3. Fenomeni evolutivi  Si noti come ci siano casi in netta evoluzione verso l’univerbazione, anche se non ancora accettati (o addirittura sconsigliati) dalla norma linguistica, come eppoi, vabbene, ecc. Una certa variazione a questo proposito si registra anche a proposito delle preposizioni articolate, anch’esse risultato di univerbazione.
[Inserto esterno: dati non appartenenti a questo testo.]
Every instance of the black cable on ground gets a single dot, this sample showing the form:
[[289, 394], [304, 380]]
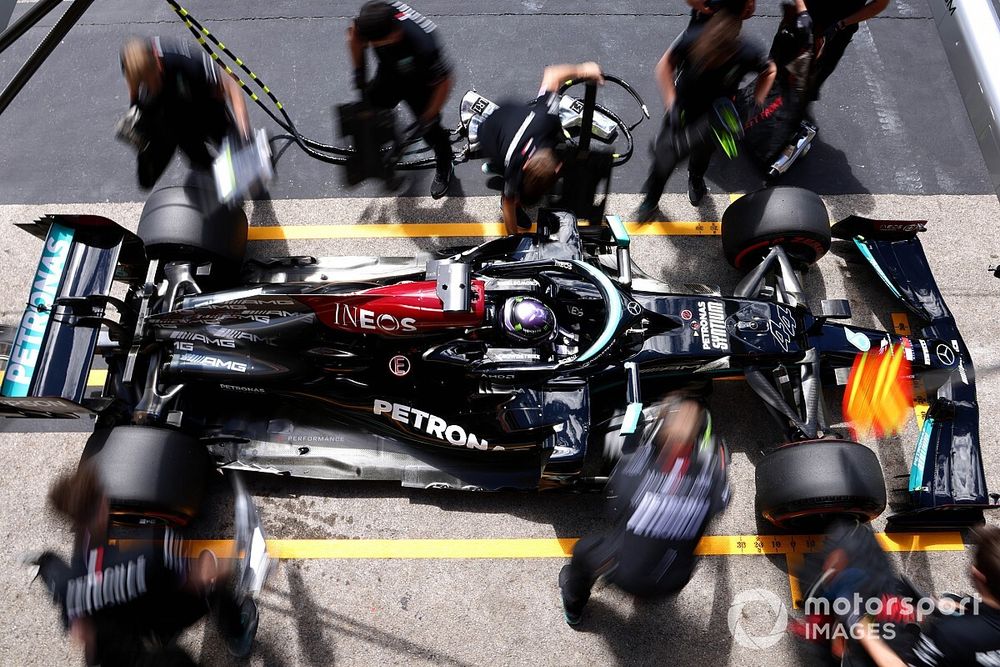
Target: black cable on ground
[[337, 154]]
La forma univerbata, se in alcuni casi è diventata canonica (della, sulla, ecc.), in altri è meno accettabile o considerata decisamente antiquata: colla, pella, ecc.

4. Il caso della concrezione  Connessa con l’univerbazione è la concrezione (o agglutinazione) di una parola, in genere di carattere grammaticale, con un’altra di carattere lessicale.

 La concrezione di una parola originariamente autonoma è spesso parte del processo di grammaticalizzazione: ad es., il suffisso -mente, che forma numerosi avverbi come fermamente, risulta dalla grammaticalizzazione di costruzioni latine come firmā mente «con animo fermo».

 Mentre in italiano antico la concrezione, benché frequente, non era assoluta, in quanto risultava possibile costruire sintagmi come villana e aspramente (come del resto si fa ancora in spagnolo; Lausberg 1962: § 701), oggi il processo di concrezione (e si può aggiungere: di grammaticalizzazione) è completo, e simili usi sono diventati impossibili.

 In altri casi, la concrezione riguarda forme dell’articolo, che vengono a fondersi con il nome. Un tipico caso è dato da cognomi ‘parlanti’ come Bevilacqua o Battiloro, che incorporano l’articolo e il nome: l’acqua, l’oro.

 Altri esempi di concrezione dell’articolo sono meno trasparenti: lastrico risale al lat. mediev. astrăcum «terrazzo fatto con cocci», dal gr. óstrakon «coccio, conchiglia» con concrezione dell’articolo; lercio risale al lat. hircum «caprone» con concrezione dell’articolo; in Toscana lapino è il motociclo Piaggio del tipo Ape con concrezione dell’articolo e aggiunta del suffisso di diminutivo, ecc.

 Fenomeni di questo genere sono frequenti nelle forme di italiano dei semicolti o incolti: l’aradio (col suo plurale le aradio) è una tipica concrezione popolare per la radio. Altri fenomeni di concrezione riguardano preposizioni con nomi: la forma antica e popolare ninferno (cfr. Boccaccio Dec. V, 8: «fu ed è dannata alle pene del ninferno») risulta da (i)n + inferno.

Studi  Lausberg, Heinrich (1962), Romanische Sprachwissenschaft, Berlin, de Gruyter, 3 voll., vol. 3º (Formenlehre; trad. it. Linguistica romanza, Milano, Feltrinelli, 1971, 2 voll., vol. 1º, Fonetica).  Sabatini, Francesco & Coletti, Vittorio (1997), La lingua italiana. Come funziona, come si usa, come cambia, Firenze, Giunti.  Serianni, Luca (1989), Grammatica italiana. Italiano comune e lingua letteraria. Suoni, forme, costrutti, con la collaborazione di A. Castelvecchi, Torino, UTET.